Charlotte retrouve notamment ses grands-parents et Léon Cerise, avec qui elle a déjà mené une enquête il y a quelques mois. Ancien policier, le vieil homme est aujourd’hui à la retraite, après s’être reconverti dans l’enseignement suite à un accident l’ayant cloué dans un fauteuil roulant. C’est là qu’il a connu Charlotte, un de ses élèves.
En alternance, le récit s’attarde sur la vie d’Émile, né dans les années 40, issu d’une famille nombreuse, avec un père alcoolique et une mère fragile moralement. À l’âge de 5 ans, le garçon est placé dans une ferme fribourgeoise, comme tant d’autres gamins dans ce temps-là, utilisés comme de la main d’œuvre corvéable à merci, victimes de gens sans scrupules.
Stéphanie Glassey a choisi d’ancrer son texte dans la triste réalité des enfants placés, un très sombre épisode ayant secoué la Suisse et défrayé la chronique.
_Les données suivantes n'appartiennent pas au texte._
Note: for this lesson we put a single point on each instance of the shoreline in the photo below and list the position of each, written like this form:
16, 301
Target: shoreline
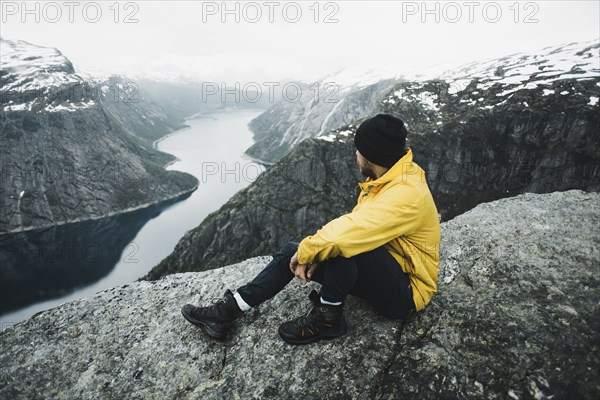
266, 164
111, 214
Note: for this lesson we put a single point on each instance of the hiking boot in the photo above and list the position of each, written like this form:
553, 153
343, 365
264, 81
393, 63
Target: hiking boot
322, 321
214, 320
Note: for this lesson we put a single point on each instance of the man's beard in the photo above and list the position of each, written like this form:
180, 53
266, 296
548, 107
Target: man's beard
367, 171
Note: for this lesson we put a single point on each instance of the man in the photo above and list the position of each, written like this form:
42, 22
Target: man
385, 250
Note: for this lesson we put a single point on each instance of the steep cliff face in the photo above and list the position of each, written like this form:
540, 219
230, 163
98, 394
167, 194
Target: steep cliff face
65, 154
327, 105
286, 202
516, 316
532, 126
485, 139
351, 94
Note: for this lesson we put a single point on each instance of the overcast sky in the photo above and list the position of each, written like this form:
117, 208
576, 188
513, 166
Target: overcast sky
291, 39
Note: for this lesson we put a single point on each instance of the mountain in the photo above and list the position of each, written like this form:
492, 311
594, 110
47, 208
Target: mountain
516, 316
496, 137
72, 150
354, 93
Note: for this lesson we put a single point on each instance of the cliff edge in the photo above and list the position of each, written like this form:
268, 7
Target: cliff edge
516, 316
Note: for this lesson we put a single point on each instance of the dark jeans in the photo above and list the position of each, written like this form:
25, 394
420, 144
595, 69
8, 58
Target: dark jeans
375, 276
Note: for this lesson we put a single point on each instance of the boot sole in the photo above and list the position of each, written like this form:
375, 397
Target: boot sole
316, 338
205, 328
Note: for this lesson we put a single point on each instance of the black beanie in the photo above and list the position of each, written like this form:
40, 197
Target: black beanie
381, 139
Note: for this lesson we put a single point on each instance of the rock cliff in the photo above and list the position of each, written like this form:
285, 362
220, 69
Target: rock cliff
65, 153
516, 316
354, 93
478, 136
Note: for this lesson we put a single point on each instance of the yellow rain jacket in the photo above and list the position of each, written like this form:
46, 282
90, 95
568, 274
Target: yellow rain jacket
397, 211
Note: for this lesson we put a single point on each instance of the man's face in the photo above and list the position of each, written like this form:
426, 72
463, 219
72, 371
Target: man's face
366, 168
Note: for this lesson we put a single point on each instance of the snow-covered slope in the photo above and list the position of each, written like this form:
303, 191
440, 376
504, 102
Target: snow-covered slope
482, 84
67, 152
35, 77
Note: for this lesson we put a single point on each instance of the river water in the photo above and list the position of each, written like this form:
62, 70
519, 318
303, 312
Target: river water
69, 262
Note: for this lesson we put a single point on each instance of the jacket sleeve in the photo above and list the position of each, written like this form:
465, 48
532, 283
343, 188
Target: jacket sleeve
391, 214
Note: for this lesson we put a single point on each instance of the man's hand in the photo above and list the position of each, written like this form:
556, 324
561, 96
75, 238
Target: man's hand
304, 272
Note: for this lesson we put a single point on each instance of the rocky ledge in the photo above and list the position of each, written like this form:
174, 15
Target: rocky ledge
517, 316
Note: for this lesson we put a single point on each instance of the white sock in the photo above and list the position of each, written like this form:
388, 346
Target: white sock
330, 303
241, 303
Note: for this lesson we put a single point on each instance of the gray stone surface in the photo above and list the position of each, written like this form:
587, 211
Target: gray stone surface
475, 146
516, 316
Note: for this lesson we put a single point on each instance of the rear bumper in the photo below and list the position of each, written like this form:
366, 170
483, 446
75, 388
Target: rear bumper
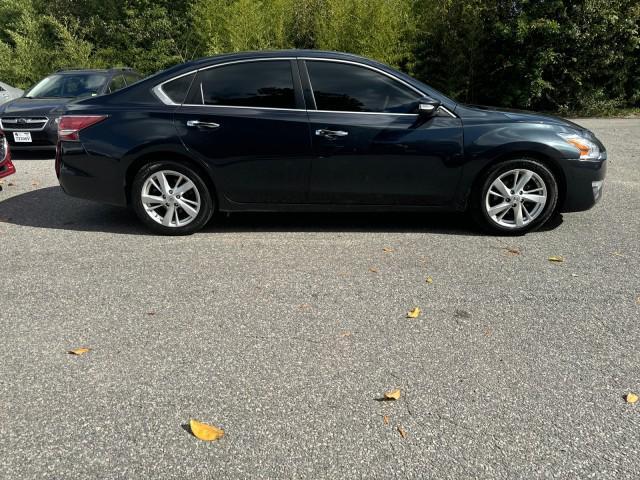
7, 168
585, 183
45, 139
89, 177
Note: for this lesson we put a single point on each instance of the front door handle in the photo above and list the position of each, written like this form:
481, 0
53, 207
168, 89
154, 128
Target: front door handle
199, 124
331, 134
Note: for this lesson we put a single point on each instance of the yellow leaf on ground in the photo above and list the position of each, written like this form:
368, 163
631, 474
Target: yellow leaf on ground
392, 394
78, 351
205, 432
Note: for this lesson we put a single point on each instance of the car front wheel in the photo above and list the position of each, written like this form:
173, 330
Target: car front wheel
515, 197
171, 198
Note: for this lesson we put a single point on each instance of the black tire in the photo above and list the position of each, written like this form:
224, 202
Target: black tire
202, 191
479, 201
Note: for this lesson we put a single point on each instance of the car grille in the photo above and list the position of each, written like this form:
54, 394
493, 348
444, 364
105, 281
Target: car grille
23, 124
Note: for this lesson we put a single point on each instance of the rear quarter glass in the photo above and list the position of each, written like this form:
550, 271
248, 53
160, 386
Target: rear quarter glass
177, 89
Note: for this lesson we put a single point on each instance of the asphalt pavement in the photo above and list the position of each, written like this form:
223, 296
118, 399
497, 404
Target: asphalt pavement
286, 330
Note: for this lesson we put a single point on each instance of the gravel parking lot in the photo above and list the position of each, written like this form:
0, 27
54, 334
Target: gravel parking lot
285, 331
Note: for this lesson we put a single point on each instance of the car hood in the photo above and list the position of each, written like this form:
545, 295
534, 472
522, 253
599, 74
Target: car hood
512, 115
32, 106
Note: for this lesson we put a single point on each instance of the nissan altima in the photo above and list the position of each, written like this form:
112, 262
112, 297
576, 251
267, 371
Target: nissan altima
318, 131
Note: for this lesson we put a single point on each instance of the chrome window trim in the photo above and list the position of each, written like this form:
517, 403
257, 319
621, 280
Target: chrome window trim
245, 107
28, 120
164, 98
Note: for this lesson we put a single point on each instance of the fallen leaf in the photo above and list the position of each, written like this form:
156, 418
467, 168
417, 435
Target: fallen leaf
392, 394
205, 432
462, 314
78, 351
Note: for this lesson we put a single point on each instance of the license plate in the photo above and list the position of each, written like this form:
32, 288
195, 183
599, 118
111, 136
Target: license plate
22, 137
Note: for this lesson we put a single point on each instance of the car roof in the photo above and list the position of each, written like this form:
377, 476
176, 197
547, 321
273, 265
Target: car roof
277, 54
95, 70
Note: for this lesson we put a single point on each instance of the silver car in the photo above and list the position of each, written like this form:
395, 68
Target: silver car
9, 93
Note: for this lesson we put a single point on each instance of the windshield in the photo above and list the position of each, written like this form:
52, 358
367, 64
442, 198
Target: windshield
68, 86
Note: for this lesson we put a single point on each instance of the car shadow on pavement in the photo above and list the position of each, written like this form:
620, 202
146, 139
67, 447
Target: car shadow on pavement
49, 207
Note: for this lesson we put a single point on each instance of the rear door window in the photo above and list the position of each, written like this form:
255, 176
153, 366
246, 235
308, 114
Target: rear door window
351, 88
248, 84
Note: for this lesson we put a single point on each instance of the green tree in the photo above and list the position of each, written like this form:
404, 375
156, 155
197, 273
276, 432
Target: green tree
380, 29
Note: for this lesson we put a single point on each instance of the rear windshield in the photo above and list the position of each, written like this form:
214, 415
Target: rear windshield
69, 86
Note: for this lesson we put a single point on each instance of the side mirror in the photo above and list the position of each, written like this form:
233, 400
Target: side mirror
427, 107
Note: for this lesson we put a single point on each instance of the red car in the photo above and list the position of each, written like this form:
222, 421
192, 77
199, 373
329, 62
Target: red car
6, 167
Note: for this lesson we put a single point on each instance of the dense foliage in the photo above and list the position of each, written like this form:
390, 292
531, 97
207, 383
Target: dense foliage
560, 55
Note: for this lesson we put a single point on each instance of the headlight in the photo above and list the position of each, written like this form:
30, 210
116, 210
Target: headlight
588, 149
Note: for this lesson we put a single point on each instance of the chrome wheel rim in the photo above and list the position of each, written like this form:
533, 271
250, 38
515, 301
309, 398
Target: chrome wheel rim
170, 198
516, 198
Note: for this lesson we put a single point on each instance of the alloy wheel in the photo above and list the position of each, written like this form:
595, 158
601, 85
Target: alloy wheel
170, 198
516, 198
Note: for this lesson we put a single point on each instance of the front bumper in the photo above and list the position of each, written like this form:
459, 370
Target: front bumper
584, 182
6, 167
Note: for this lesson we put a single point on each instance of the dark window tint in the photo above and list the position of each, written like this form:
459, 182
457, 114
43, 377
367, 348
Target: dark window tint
132, 78
177, 89
250, 84
116, 84
349, 88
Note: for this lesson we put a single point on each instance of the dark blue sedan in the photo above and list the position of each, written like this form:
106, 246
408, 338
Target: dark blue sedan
318, 131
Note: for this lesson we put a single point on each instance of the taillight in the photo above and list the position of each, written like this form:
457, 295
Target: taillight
4, 148
69, 126
6, 167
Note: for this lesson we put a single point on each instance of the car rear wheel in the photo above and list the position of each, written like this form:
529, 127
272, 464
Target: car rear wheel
171, 198
515, 197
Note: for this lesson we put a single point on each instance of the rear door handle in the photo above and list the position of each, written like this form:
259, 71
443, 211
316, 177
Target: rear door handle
199, 124
331, 134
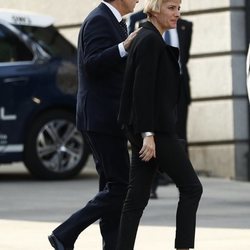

Comment a-t-on pu laisser faire cela ? Certes c’était une autre époque, ces idées paraissent inconcevables de nos jours mais le mal a été fait. Tant d’enfants et de familles en ont souffert, ces maltraitances ont laissé des traces indélébiles, que même la demande de pardon de la Confédération en 2013 ne pourra pas effacer…
Dans ce polar atypique, vous ne trouverez pas de policiers mais plutôt des détectives « privés » souhaitant faire la lumière. Tout reste dans la communauté, tout le monde se connaît au village (pour le meilleur ou pour le pire) mais l’entraide veut encore dire quelque chose. Ne cherchez pas non plus une enquête trépidante. Une lenteur certaine habite le roman, l’investigation passe au second plan, l’histoire versant davantage dans le côté historique – avec le parcours d’Émile –, et surtout dans la psychologie des personnages, sphère dans laquelle Stéphanie Glassey excelle.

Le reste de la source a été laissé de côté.